Search code examples
pythonscikit-learnnlplda

Scoring strategy of sklearn.model_selection.GridSearchCV for LatentDirichletAllocation


I am trying to apply GridSearchCV on the LatentDirichletAllocation using the sklearn library.

Current pipeline looks like so:

vectorizer = CountVectorizer(analyzer='word',       
                         min_df=10,                      
                         stop_words='english',           
                         lowercase=True,                 
                         token_pattern='[a-zA-Z0-9]{3,}'
                        )

data_vectorized = vectorizer.fit_transform(doc_clean) #where doc_clean is processed text.

lda_model = LatentDirichletAllocation(n_components =number_of_topics,
                                    max_iter=10,            
                                    learning_method='online',   
                                    random_state=100,       
                                    batch_size=128,         
                                    evaluate_every = -1,    
                                    n_jobs = -1,            
                                    )

search_params = {'n_components': [10, 15, 20, 25, 30], 'learning_decay': [.5, .7, .9]}
model = GridSearchCV(lda_model, param_grid=search_params)
model.fit(data_vectorized)

Current the GridSearchCV uses the approximate log-likelihood as score to determine which is the best model. What I would like to do is to change my scoring method to be based on the approximate perplexity of the model instead.

According to sklearn's documentation of GridSearchCV, there is a scoring argument that I can use. However, I do not know how to apply perplexity as a scoring method, and I cannot find any examples online of people applying it.

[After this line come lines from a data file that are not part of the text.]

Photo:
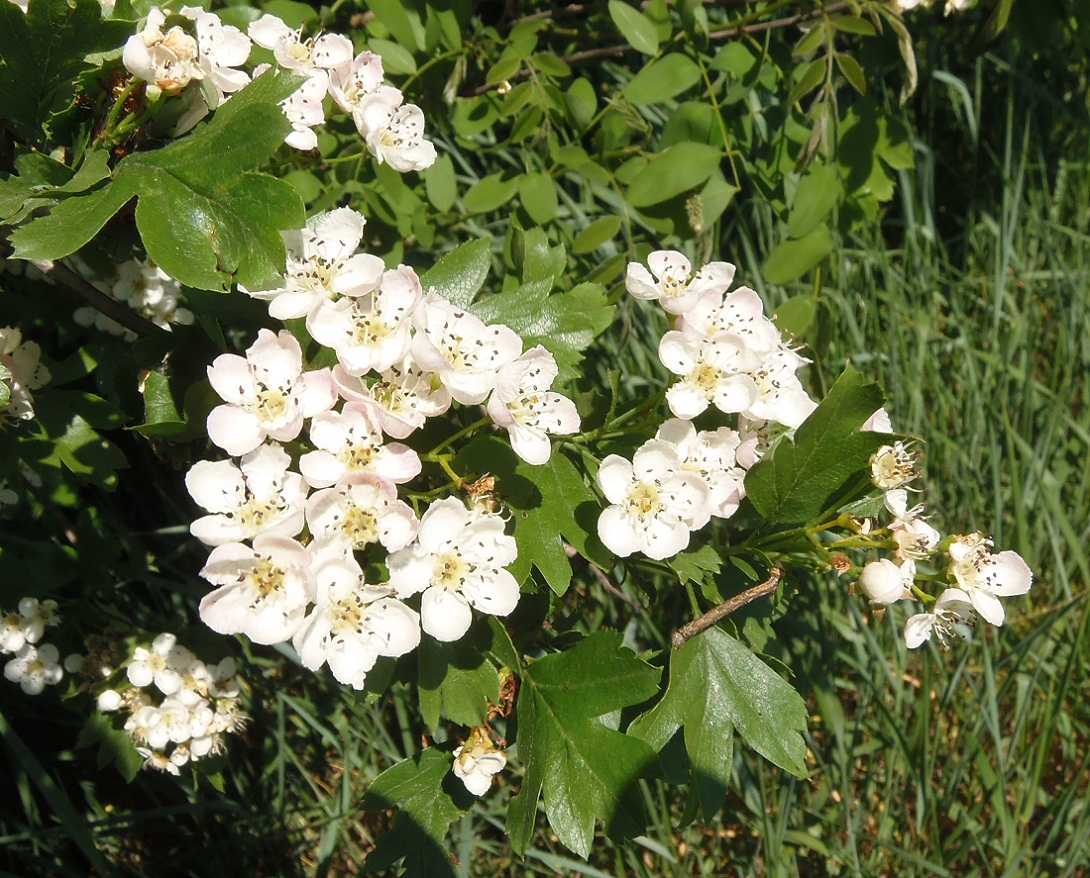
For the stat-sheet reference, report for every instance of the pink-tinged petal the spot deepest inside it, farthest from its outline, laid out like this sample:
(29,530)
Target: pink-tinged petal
(1009,573)
(617,534)
(399,624)
(445,614)
(639,282)
(686,401)
(989,606)
(234,430)
(217,486)
(615,478)
(321,468)
(319,392)
(231,378)
(918,630)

Is this possible?


Solution

  • GridSearchCV on its default will use the score() function of final estimator in the pipeline.

    make_scorer can be used here, but for calculating perplexity you will need other data from the fitted model as well, which could be a little complex to provide through make_scorer.

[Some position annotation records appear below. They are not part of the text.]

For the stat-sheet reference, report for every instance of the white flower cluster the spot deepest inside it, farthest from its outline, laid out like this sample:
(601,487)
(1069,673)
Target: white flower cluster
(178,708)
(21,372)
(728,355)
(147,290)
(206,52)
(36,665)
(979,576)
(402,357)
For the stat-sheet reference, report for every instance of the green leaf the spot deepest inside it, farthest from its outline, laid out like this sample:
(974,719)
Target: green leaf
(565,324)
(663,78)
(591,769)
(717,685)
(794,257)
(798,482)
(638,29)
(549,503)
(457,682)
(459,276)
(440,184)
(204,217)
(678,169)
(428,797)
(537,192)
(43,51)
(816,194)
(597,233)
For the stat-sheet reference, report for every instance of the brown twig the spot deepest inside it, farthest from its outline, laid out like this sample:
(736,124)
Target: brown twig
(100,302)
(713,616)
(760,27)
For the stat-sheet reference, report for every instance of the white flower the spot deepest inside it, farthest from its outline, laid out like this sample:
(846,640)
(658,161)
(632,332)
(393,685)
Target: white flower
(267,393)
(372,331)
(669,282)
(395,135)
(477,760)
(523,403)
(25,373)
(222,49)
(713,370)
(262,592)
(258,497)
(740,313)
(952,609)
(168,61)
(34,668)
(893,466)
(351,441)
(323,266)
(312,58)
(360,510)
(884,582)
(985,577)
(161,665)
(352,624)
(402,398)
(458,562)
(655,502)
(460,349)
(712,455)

    You can make a wrapper over your LDA here and in which you can re-implement the score() function to return perplexity. Something along the lines:

    class MyLDAWithPerplexityScorer(LatentDirichletAllocation):
    
        def score(self, X, y=None):
    
            # You can change the options passed to perplexity here
            score = super(MyLDAWithPerplexityScorer, self).perplexity(X, sub_sampling=False)
    
            # Since perplexity is lower for better, so we do negative
            return -1*score
    

    And then can use this in place of LatentDirichletAllocation in your code like:

    ...
    ...
    ...
    lda_model = MyLDAWithPerplexityScorer(n_components =number_of_topics,
                                    ....
                                    ....   
                                    n_jobs = -1,            
                                    )
    ...
    ...